Don't do it. I'm serious, f-cking don't, dudes.
Instead, how about this:
Person A: I am seriously considering ending my life. I think talking about that is a good idea, but I'm scared that this is going to become about issues and not about me, and I sort of need this to be about me for a little while.
Person B: I'm so glad that you want to talk about this, and I'm honored that you would come to me with those feelings. Please say whatever you feel. I am with you, and I am here for you.
This is essentially a summary of the first twenty minutes of every suicide call I have ever taken. And most of the work on Person B's end is not about knowing, doing, or suggesting jack. It's about convincing a perfect stranger that you are On Their Team.
As helpers, we have to realize that control is not the answer, either for us or for our clients. We can reach out, support, care, listen, reflect, and suggest. We cannot make a life that is unbearable bearable: at some point, every caller we encounter will hang up, going back to a life we cannot comprehend or inhabit.
Instead, we are voices in the darkness that say, You are valuable, irreplaceable. That's all. We ask someone to contract for their own safety by essentially promising us that they will live one more day in the turmoil and pain that robs them of hope, joy, and agency. We do so in the hopes that the clouds will part, that something, anything will change. We do so in the hopes that hearing from a person whose hand you will never hold, who will disappear into anonymity after a four hour shift, that the world will change and be different if you leave, will spark the fires of self-preservation and rebellion in the face of what seem today like insurmountable odds.
But sometimes, it doesn't. Sometimes life just ravages a person. Sometimes they face chronic pain, loss of agency, debilitating illness, irreparable loss. I understand, because it almost happened to me. And my survival was not strength of will or clarity of purpose. It was chance. It was luck. It was odds that were stacked in favor of me living.

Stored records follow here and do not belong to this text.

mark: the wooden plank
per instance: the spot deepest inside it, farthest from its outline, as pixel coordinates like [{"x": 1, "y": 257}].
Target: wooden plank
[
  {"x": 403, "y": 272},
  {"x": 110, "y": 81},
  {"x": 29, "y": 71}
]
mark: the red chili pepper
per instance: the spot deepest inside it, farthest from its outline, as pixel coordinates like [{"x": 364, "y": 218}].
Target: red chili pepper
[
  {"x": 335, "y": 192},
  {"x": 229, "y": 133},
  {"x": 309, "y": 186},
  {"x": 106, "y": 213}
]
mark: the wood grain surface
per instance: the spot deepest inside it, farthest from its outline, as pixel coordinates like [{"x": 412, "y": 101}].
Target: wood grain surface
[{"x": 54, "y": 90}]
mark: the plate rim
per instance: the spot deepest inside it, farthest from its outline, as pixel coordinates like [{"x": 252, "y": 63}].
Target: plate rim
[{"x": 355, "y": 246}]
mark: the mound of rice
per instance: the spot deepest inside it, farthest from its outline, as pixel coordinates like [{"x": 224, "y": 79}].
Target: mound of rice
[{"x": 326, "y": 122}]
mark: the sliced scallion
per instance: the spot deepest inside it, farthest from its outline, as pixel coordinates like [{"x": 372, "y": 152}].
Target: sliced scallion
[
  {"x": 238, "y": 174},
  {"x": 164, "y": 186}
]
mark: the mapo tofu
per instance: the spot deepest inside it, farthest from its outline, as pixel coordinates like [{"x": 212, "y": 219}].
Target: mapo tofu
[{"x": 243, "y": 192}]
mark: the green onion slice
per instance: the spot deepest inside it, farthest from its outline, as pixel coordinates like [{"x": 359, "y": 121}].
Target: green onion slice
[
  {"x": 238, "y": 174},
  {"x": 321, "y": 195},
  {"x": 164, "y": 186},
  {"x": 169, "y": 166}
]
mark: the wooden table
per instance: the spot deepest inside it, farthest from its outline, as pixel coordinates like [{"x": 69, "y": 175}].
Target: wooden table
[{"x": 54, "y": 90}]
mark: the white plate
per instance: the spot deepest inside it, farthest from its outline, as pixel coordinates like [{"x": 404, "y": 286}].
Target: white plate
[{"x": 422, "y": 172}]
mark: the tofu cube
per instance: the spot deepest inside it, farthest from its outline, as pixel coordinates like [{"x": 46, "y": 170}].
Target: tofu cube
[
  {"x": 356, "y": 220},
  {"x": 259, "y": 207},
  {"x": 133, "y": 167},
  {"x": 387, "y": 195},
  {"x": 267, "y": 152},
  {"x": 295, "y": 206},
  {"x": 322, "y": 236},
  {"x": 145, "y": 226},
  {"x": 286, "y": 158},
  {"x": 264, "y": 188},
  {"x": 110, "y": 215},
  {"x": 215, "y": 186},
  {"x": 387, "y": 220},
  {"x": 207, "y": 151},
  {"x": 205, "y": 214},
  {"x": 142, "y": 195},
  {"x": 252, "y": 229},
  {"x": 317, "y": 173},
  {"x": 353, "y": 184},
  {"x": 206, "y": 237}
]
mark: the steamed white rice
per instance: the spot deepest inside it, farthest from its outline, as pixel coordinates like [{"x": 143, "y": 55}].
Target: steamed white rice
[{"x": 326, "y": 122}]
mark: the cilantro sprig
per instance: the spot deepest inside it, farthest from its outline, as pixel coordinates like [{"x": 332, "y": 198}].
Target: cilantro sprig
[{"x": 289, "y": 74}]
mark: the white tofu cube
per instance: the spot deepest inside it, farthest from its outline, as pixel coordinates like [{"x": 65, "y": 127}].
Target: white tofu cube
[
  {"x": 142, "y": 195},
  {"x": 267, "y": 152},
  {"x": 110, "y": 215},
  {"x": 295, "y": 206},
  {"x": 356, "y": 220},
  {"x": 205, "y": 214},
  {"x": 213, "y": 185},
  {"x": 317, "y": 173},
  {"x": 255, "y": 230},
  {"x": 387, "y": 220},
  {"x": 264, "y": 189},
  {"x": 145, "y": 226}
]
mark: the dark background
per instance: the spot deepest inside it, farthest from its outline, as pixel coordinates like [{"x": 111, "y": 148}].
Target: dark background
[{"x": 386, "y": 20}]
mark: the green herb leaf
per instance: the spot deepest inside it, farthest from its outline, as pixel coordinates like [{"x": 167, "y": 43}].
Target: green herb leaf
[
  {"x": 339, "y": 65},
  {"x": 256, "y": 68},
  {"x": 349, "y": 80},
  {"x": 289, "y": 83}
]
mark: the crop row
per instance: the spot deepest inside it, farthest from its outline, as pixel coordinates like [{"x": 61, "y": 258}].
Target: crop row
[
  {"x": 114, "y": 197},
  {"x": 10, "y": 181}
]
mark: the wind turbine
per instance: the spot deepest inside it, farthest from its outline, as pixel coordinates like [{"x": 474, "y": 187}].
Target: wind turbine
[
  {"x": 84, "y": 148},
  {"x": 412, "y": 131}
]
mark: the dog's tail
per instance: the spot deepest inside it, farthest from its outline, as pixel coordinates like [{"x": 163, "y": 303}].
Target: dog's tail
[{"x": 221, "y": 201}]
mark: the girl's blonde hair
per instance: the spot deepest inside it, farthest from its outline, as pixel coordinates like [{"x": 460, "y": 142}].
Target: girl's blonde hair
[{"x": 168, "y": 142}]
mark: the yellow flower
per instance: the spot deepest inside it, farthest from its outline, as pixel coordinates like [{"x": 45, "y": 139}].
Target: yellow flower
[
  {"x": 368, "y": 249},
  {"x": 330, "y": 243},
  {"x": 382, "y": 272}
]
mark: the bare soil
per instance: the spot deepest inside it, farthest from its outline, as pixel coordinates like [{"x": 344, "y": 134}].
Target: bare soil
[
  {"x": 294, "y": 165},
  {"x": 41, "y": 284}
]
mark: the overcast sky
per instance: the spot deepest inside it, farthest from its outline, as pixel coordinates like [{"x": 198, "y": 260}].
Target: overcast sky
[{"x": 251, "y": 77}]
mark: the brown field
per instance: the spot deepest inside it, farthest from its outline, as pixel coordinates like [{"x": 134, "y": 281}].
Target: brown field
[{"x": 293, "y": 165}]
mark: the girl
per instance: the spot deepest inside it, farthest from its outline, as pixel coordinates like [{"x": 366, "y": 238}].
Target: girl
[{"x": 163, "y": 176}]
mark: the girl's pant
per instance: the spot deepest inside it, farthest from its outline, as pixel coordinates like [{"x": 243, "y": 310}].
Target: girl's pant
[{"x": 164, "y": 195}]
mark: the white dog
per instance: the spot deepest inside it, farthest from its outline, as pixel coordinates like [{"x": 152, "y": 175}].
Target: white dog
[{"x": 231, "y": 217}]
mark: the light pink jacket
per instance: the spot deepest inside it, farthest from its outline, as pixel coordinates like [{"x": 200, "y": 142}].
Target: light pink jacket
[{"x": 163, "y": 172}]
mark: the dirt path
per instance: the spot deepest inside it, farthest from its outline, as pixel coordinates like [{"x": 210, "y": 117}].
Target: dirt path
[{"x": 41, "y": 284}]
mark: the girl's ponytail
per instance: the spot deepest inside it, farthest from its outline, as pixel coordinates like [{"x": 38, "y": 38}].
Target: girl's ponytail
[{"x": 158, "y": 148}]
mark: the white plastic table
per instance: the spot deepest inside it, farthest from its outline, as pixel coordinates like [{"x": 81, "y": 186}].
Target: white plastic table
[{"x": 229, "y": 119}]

Which is why I hate conversations about cries for help. Look: THEY ARE CRIES. FOR HELP. Not for judgment, recrimination, blame, victimization, pity, or speculation. This cry says only, I am drowning.
The first thing you have to do with a cry for help is hear it. This is hardest to do when we are close to someone, because we must hear them without reservation. Even when it breaks your heart, shatters you. Even when you are impotent and small in the face of their circumstances. It's why I recommend we shy away from being an immediate responder to people we love in this particular circumstance. Because in this particular circumstance, our impulses tend too solidly towards I WILL SAVE YOU. Except, you know, I can't. And I might be so invested in this that I could hurt you (or myself) if I try.
The Suicide Prevention Lifeline fills this gap where someone who is hurting deeply can speak to someone without the baggage of a real life relationship about the feelings no one wants to discuss. If you ever need the number it's really easy: 1-800-SUICIDE. Calling that number alerts the helper on the phone (usually) that you're at risk for self-harm, and allows them to prioritize your call.
If training to be a National Suicide Prevention Lifeline volunteer sounds like something you might feel passionate about, especially if you work closely with Veterans, the elderly, the infirm or disabled, or young children and teenagers, I will help you find a way to get certified. We need you.